Thursday 31 March 2011
The high aesthetic line?
A certain irony was not lost on us as we swanned around a sybaritic preview of the Victoria and Albert Museum's The Cult of Beauty on the evening of the Arts Council's proclamations. Much has been weighed in the balance recently, with practicality leaving l'art pour l'art in the dark. Actually, much as ACE's forced hand has inevitably been one step forward, two steps back, it does seem to me from looking at the list that they've chosen for the most part wisely in favouring the dynamic, happening organisations over those a little too inclined to rest on their laurels. At least I'm pleased about the Aurora Orchestra and the Britten Sinfonia (was I right about Tete a Tete, too? Not seen it listed since the hearsay). Anyway, whatever the merits and the wielding of influence which undoubtedly determine in part who flourishes and who struggles, handouts to arts groups aren't a given, and dead art is sometimes worse than no art at all.

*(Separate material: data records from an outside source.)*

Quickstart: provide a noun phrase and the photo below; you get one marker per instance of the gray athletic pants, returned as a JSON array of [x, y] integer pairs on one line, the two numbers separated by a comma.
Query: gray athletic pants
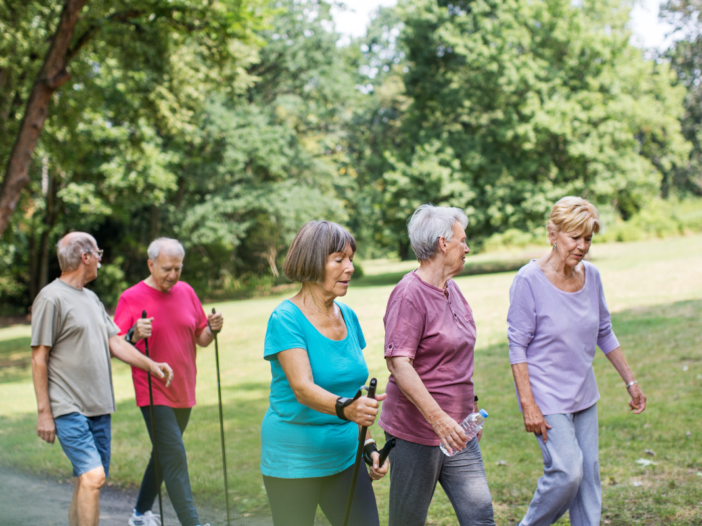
[[414, 471], [571, 480]]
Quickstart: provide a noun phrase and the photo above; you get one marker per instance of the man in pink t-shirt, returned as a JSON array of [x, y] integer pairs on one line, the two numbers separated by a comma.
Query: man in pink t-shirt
[[175, 326]]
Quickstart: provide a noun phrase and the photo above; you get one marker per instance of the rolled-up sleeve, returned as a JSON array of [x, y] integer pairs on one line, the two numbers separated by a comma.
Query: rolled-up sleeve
[[521, 319], [404, 328], [606, 339]]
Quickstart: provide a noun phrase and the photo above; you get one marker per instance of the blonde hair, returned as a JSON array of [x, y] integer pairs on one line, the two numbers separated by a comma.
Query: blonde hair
[[574, 214], [313, 244]]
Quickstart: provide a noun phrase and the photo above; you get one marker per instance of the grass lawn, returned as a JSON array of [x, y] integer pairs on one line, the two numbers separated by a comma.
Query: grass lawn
[[653, 288]]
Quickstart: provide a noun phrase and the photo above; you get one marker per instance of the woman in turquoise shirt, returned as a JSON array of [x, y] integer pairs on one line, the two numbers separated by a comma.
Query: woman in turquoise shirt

As I couldn't help feeling when confronted with the rows of lifeless, porcelain-skinned redheads who greet you in Room One of the exhibition. Did the aesthetic movement have to mean a move away from psychological portraiture? Standing out head and shoulders above the rest was Whistler, only an honorary Englishman, of course, and though I've seen all the larger canvases exhibited elsewhere, I was very pleased to see the portrait of Carlyle down from Glasgow. Hardly part of the escapist brief, I know, but to see a human face was such a relief.
Rather whizzed past what I didn't care for, but spent some time with Whistler's lithographs of Battersea and Venice.
What else would I take away? Not the costumes, not the jewellery, not more than a handful of the paintings; maybe a first-edition Beardsley or two.
Felt that little section could have had a bit more naughtiness about it; no tits or phalli on display (trying to correct that just a little above). And the recorded poetry readings which accompanied it, endlessly recycled, were read by the flattest, most boring voices imaginable.
The photographs added a bit of life, even when Julia Margaret Cameron dresses up her sitters in historical guise. Don't think this one of May Prinsep as Beatrice Cenci was among those on display, and it's not quite as camp as the one of Lord Leighton, but I like it.
I must say, though, that I missed the air of a wider context. Presumably it was the V&A's brief to stuff all the middle-class Londoncentric escapism into one exhibition, and not to show what was happening on the continent at the time. But when you think of how a much finer exoticism was to burst in the designs for the Ballets Russes only a decade after the demise of the aesthetic movement, and how these very rooms were so recently filled with an exhibition one hundred times more dazzling in its art, I found it even more oppressive, and couldn't get out from under the sculpted feet of Eros in the last room quick enough.